Transparency News, 1/12/2022

 

Wednesday
January 12, 2022

Happy first day of the 2022 General Assembly session!
 

state & local news stories

 

Watch this space for VCOG's annual bill chart.
The chart is updated each morning by 8 a.m.

The Loudoun County school division is withholding the report from the independent investigation into the handling of two related sexual assaults in Loudoun high schools. The School Board hired Fairfax County-based law firm Blankingship & Keith, P.C.to conduct the investigation. Responding to a request for the report, school division spokesman Wayde Byard wrote: “The report is complete. It is being withheld from disclosure in its entirety under Va. Code § 2.2-3705.1(2) relating to materials protected under the attorney client privilege. Furthermore, portions of the record are being withheld from disclosure under Code § 2.2-3705.4(A)(1) relating to scholastic information and Va. Code § 2.2-3705.1(1) relating to personnel information concerning identifiable individuals.”
Loudoun Now

The Harrisonburg City Council approved an emergency declaration Tuesday, sending public meetings back online for at least a monthand raising the alarm that the community’s sharp increase in COVID-19 cases will further strain an overstretched health care system.  The council, in what was the city’s last in-person public meeting for a while, unanimously ratified the emergency order that interim city manager Ande Banks proposed earlier Tuesday. The order requires all city public meetings, including Wednesday evening’s planning commission meeting, to shift online to prevent them from becoming spreader events because of the contagious Omicron variant. City leaders said the order is expected to be in place for 30-45 days and applies only to public meetings. It doesn’t limit private gatherings.
The Citizen

Three Staunton City Council members called a special meeting of the Staunton City Council on Jan. 11 in regards to the uncertain future of the Augusta County Courthouse in an apparent bid to improve public transparency and feedback about the plan. Staunton city staff prepared an agenda packet in advance so that citizens would be able to have a productive discussion with their city council members. Vice Mayor Mark Robertson and council members Terry Holmes and Brenda Mead were present inside the council chambers, and council member Carolyn Dull provided advance notice that she would not be able to attend in-person but would attend virtually. Staunton city staff members also attended the meeting to help answer questions from the public. But a few minutes after the meeting started, it was stopped abruptly when Mayor Andrea Oakes and council members Amy Darby and Stephen Claffey did not attend. Without a quorum present, city staff had to leave the council chambers and the meeting could not continue. 
News Leader
 

stories of national interest

St. Louis Post-Dispatch reporter Josh Renaud discovered a major security flaw on a Missouri state website last October. With a simple right-click and some elementary decoding, he found that anyone with a web browser could view thousands of educators’ Social Security numbers. Soon after, the governor of Missouri vowed to prosecute him for “hacking.” Why did the governor decide to go after the reporter? I recently obtained several hundred pages of emails sent among the governor’s staff that showed the hour-by-hour decision-making by Parson’s top aides, such as first describing Renaud as an “individual” before dubbing him a “hacker.” Some of those notes were first reported by the Post-Dispatch, while others I received under open-records laws revealed general disinclination to speak to the press. For example, in response to a request to appear on Brian Stelter’s “Reliable Sources” on CNN, Parson’s office cheerily responded: “Unfortunately, Governor Parson is not available. Take care!”
Bloomberg
 

editorials & columns

"The final maps openly and diligently considered this input, with the special masters’ memo even including an itemized list of changes made based on specific comments they received.""

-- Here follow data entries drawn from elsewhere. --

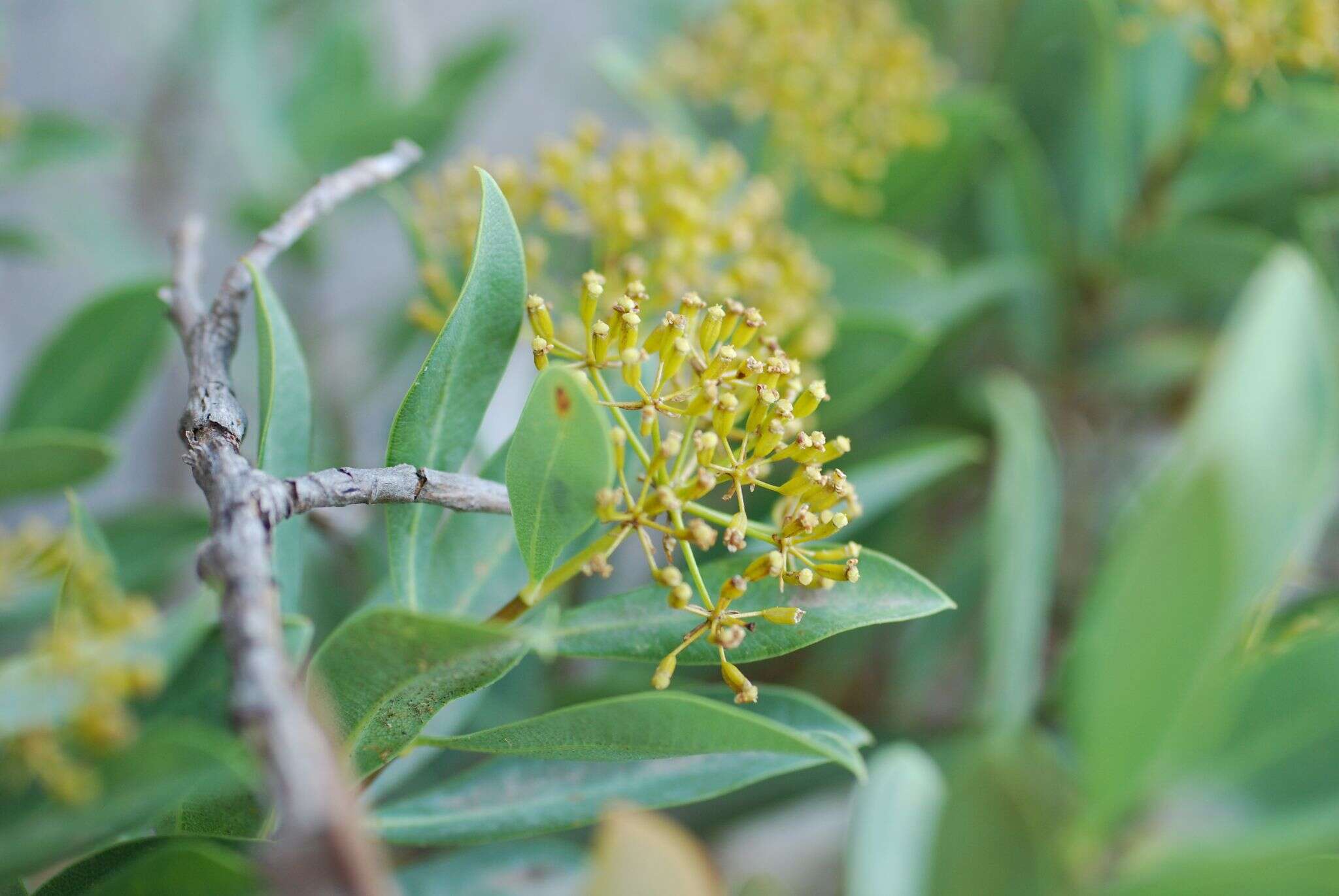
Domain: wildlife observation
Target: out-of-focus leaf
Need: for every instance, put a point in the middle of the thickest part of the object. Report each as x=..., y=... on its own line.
x=387, y=671
x=201, y=693
x=913, y=463
x=640, y=852
x=1204, y=259
x=1025, y=523
x=284, y=446
x=650, y=725
x=1212, y=532
x=178, y=865
x=93, y=367
x=135, y=784
x=639, y=626
x=20, y=241
x=153, y=543
x=476, y=561
x=560, y=457
x=37, y=461
x=1008, y=808
x=894, y=824
x=512, y=797
x=50, y=139
x=548, y=868
x=902, y=324
x=442, y=412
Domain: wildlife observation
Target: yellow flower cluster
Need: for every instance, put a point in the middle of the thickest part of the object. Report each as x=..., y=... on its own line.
x=715, y=403
x=647, y=208
x=844, y=85
x=1258, y=39
x=84, y=647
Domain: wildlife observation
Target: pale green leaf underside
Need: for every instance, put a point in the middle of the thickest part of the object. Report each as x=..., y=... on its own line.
x=511, y=797
x=647, y=726
x=441, y=413
x=284, y=444
x=41, y=459
x=388, y=670
x=639, y=626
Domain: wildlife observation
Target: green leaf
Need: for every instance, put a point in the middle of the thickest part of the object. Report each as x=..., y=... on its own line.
x=476, y=561
x=178, y=865
x=913, y=463
x=441, y=413
x=900, y=326
x=1023, y=533
x=93, y=367
x=37, y=461
x=639, y=626
x=1008, y=808
x=560, y=457
x=284, y=446
x=153, y=544
x=647, y=726
x=518, y=796
x=1212, y=533
x=50, y=139
x=894, y=824
x=135, y=785
x=387, y=671
x=545, y=865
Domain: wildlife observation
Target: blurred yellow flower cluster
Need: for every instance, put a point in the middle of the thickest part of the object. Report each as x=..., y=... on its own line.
x=86, y=651
x=647, y=208
x=718, y=402
x=844, y=85
x=1258, y=39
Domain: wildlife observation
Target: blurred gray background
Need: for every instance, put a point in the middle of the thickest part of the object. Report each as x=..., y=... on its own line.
x=127, y=67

Even though there were times when Virginia’s new redistricting process was unquestionably messy, frustrating and difficult, it still worked. For starters, it worked because of unprecedented public input. Throughout the past year, thousands of Virginians gave map-drawers feedback in real time — from emails to testimony at more than 50 public meetings to submitting 2,000-plus comments on various map proposals. This is a seismic shift when compared to the opaque handshake dealings of the past. What’s more, the final maps openly and diligently considered this input, with the special masters’ memo even including an itemized list of changes made based on specific comments they received. This by far was the most transparent redistricting process Virginia voters ever have seen.